Musk boosts the NASDAQ, Russian sanctions updating!

Musk boosts the NASDAQ, Russian sanctions updating!
Analysis
Ahura Chalki
Author:
Ahura Chalki
Published on: 05.04.2022 06:58 (UTC)
Post reading time: 1.7 min
993

Gain, and caution with inverted bond yields.


On Monday, stock markets ignored the Russia-Ukrain conflict news, as it is already in its second month, and market participants are used to this tension. We can see this incuriosity in the VIX chart, with USVIX down move towards 22.20


The week started with a positive signal from Asian markets, while Chinese markets were closed and will be closed Today, Tuesday, April 5 as well. In Europe, FTSE increased 0.3%, DAX30 gained 0.5% and CAC40 also raised 0.7%. This is while the global mood remained cautious amid talks of more sanctions against Russia over its invasion of Ukraine. With getting closer to the last hours, stock markets paused and lost some of their gains, as investors and market participants looked at signals from FOMC members on its monetary policy tightening plans.

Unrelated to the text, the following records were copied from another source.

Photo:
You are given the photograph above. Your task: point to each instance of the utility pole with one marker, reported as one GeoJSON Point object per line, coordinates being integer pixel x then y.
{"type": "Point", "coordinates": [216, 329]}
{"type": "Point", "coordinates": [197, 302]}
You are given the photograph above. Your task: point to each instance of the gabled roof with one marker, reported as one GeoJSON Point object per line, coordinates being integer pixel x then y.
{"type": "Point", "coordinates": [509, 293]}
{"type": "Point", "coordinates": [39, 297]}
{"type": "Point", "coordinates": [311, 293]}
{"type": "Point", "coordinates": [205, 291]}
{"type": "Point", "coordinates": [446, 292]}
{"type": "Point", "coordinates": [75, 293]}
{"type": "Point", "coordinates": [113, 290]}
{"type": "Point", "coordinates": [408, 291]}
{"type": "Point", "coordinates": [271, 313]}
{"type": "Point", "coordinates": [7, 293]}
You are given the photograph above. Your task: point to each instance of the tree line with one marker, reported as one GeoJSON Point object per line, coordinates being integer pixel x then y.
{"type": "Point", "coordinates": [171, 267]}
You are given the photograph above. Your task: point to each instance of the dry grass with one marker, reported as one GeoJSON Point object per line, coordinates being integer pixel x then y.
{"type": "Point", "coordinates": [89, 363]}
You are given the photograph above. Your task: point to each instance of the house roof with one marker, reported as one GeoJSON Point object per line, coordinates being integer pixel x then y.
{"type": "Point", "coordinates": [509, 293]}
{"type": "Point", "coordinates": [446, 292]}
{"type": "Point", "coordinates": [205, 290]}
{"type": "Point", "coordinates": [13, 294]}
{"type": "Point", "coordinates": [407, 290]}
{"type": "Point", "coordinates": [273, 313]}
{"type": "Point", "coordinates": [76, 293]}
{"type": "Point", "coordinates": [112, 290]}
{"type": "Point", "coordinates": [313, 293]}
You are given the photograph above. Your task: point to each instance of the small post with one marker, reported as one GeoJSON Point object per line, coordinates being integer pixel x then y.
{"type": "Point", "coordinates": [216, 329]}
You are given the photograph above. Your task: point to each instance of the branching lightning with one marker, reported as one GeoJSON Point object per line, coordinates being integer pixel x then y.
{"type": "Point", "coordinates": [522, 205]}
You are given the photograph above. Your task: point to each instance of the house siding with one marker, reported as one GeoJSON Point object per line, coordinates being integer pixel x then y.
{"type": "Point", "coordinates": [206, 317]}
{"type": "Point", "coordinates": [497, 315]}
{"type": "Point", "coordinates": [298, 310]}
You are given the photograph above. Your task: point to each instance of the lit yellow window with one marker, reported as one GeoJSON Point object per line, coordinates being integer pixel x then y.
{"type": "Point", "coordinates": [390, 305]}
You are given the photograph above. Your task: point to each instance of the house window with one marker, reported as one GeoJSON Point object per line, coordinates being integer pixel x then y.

Monday, Twitter gained 27.12% to close at 49.95 US dollars to become the best performing stock on the S&P 500 after Elon Musk bought 9.2% of its shares. This news also helped Tesla Inc. to close at 1,145.45 and gain 60.86 USD or 5.61%. Dow Jones Industrial Average was up 103/61 points or 0.3%, and NASDAQ closed at 14,532.55, with 271.05 points or 1.90% gain.


But as I mentioned, this positive sentiment was not something to see all over the markets. While the NASDAQ and the S&P 500 gained on Monday, boosted by mega-cap stocks and Twitter shares, most parts of the SP500 closed lower, with a total 0.81% gain.

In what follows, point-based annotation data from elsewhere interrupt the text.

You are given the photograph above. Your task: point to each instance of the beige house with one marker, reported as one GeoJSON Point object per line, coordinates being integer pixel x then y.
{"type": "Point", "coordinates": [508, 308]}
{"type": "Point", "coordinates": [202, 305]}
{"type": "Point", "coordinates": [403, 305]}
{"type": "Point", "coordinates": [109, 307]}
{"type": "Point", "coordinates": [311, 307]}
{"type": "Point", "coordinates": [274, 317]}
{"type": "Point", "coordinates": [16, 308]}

In addition, we should not forget about bond yields. 2 Year Treasury yields increased rapidly to 2.422 and 10 Year Treasury yields were 2.401. These numbers say, that the gap between 2, and 10-year bond yields remained inverted, and signals of incoming economic recession. This idea gets even more noticeable after last Friday's strong jobs report that supports the aggressive hike rate by FED.


These numbers together, tell us that while we are happy with some gains, still should not forget about overall market sentiment. Still, historically, it can be a buy signal also for many big players and investors, therefore, we should not be that much pessimistic as well.